Trois messes et un cadavre qui divise et dérange. C’est le titre accrocheur du dernier épisode en date du film tourné à Kinshasa par les héritiers, vrais et faux, de Etienne Tshisekedi, le leader historique de l’opposition congolaise, décédé le 1er février 2017. Sauf que ce scénario est loin d’être de la fiction. C’est l’histoire réelle du cadavre indésirable du Sphinx de Limete dans son pays la République démocratique du Congo. Comme pour justifier sa réputation d’éternel opposant dérangeant, Etienne Tshisekedi, même après sa mort, continue d’être le poil à gratter de Kinshasa. Et si son âme repose sans doute en paix, compte tenu de toutes ces célébrations et prières faites pour ça, le corps lui, objet de dispute et tractations indécentes, à forte odeur politique, est loin de trouver le repos éternel dans sa terre natale. Il est toujours dans un funérarium au pays des ancêtres belges des Congolais. Le pouvoir qui profite à souhait de cette disparition qui contribue à creuser les brèches au sein du principal parti d’opposition qu’est l’Union pour la démocratie et le progrès (UDPS) de Feu Etienne Tshisekedi se presse très lentement pour faciliter le retour au bercail du cadavre le plus célèbre actuellement en RDC. Favorisant inconsciemment ou volontairement ce jeu dont Joseph Kabila reste le seul maître, l’UDPS désormais en morceaux du fait des divisions internes qui le secoue, ne fait rien pour redresser la barre.

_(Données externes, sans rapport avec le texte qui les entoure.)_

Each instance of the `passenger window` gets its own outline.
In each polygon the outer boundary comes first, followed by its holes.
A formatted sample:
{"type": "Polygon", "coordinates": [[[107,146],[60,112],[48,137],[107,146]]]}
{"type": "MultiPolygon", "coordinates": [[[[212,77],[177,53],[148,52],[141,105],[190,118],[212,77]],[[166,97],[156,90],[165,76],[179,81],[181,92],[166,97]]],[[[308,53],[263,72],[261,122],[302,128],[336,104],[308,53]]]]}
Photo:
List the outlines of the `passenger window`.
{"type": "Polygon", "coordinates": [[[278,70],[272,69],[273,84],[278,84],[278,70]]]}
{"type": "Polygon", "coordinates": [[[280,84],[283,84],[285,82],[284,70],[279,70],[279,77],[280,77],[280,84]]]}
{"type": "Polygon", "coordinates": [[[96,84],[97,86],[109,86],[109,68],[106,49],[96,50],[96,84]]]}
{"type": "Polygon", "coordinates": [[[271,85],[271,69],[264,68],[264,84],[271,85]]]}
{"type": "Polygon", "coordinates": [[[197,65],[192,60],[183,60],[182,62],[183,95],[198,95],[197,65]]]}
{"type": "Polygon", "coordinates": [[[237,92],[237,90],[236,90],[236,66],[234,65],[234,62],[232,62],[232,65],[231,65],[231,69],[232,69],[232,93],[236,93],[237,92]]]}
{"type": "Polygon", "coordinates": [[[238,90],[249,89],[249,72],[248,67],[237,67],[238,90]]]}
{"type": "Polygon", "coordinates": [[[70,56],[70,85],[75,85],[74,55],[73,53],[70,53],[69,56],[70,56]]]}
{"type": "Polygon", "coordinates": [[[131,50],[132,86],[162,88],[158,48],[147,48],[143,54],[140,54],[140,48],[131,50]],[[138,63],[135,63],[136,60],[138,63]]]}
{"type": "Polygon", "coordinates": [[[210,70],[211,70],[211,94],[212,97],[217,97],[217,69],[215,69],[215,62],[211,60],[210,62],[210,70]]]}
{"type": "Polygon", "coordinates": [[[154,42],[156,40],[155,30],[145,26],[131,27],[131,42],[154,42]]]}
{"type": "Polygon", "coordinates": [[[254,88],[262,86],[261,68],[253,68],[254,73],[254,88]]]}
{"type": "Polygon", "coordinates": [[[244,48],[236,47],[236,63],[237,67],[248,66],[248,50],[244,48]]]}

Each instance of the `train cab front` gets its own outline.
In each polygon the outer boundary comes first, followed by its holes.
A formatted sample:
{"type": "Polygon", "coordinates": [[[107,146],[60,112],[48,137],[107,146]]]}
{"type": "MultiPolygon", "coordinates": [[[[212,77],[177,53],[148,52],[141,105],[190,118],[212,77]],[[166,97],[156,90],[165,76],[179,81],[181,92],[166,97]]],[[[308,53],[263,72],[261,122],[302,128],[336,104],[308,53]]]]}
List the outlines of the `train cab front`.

Ressemblant plus à un parti moribond qu’à cet épouvantail qui faisait trembler le pouvoir au moindre claquement de doigts mobilisateur de son géniteur, l’UDPS n’a jamais su trouver le leader qui aurait pu fédérer les orphelins de Etienne Tshisekedi. Même le fils du défunt, Félix, n’a pu prendre le flambeau qui se meurt inexorablement, à moins d’un sursaut d’orgueil d’opposants, davantage préoccupés par les appels au festin de Joseph Kabila, féru dans l’art du diviser pour régner. Habile manipulateur, le président dont le mandat est caduc depuis le 20 décembre 2016, aux termes de la constitution, ne craint presque plus rien de cette opposition dont l’un des membres siège aujourd’hui à ses côtés comme premier ministre. Du reste, sans doute au terme de savants calculs politiques dont il espère récolter les dividendes, c’est bien Bruno Tshibala, se réclamant l’héritier légitime de Etienne Tshisekedi, engagé dans ce sens dans un combat âpre pour récupérer le label et le siège de l’UDPS, qui promet de faire revenir le cadavre de son ancien compagnon de route à Kinshasa. Ce ne sera pas de la mer à boire pour le premier ministre, lui dont Joseph Kabila se sert pour couler définitivement l’UDPS, ou tout au moins l’empêcher du fait de ses dissensions internes de s’opposer à son dessein funeste de briguer ce troisième bail qui pourrait lui ouvrir la voie de la présidence à vie en RDC.
Dérangeant jusqu’à la tombe, Etienne Tshisekedi que ses partisans désirent voir élevé au rang de héros national, l’aura été. Cependant, il emporte avec lui ce charisme fédérateur et cette intégrité personnelle qui lui permettaient de sonner le cor de la mobilisation, parfois juste en cillant. Toute chose que peine aujourd’hui à faire une opposition, dont les animateurs, en exil ou vivant en RDC, ne peuvent plus se targuer. A moins que les dernières sorties des pasteurs de l’Eglise catholique et les manifestations des laïcs pour le respect de l’Accord de la Saint-Sylvestre ne redonnent un coup de fouet à cette opposition en berne.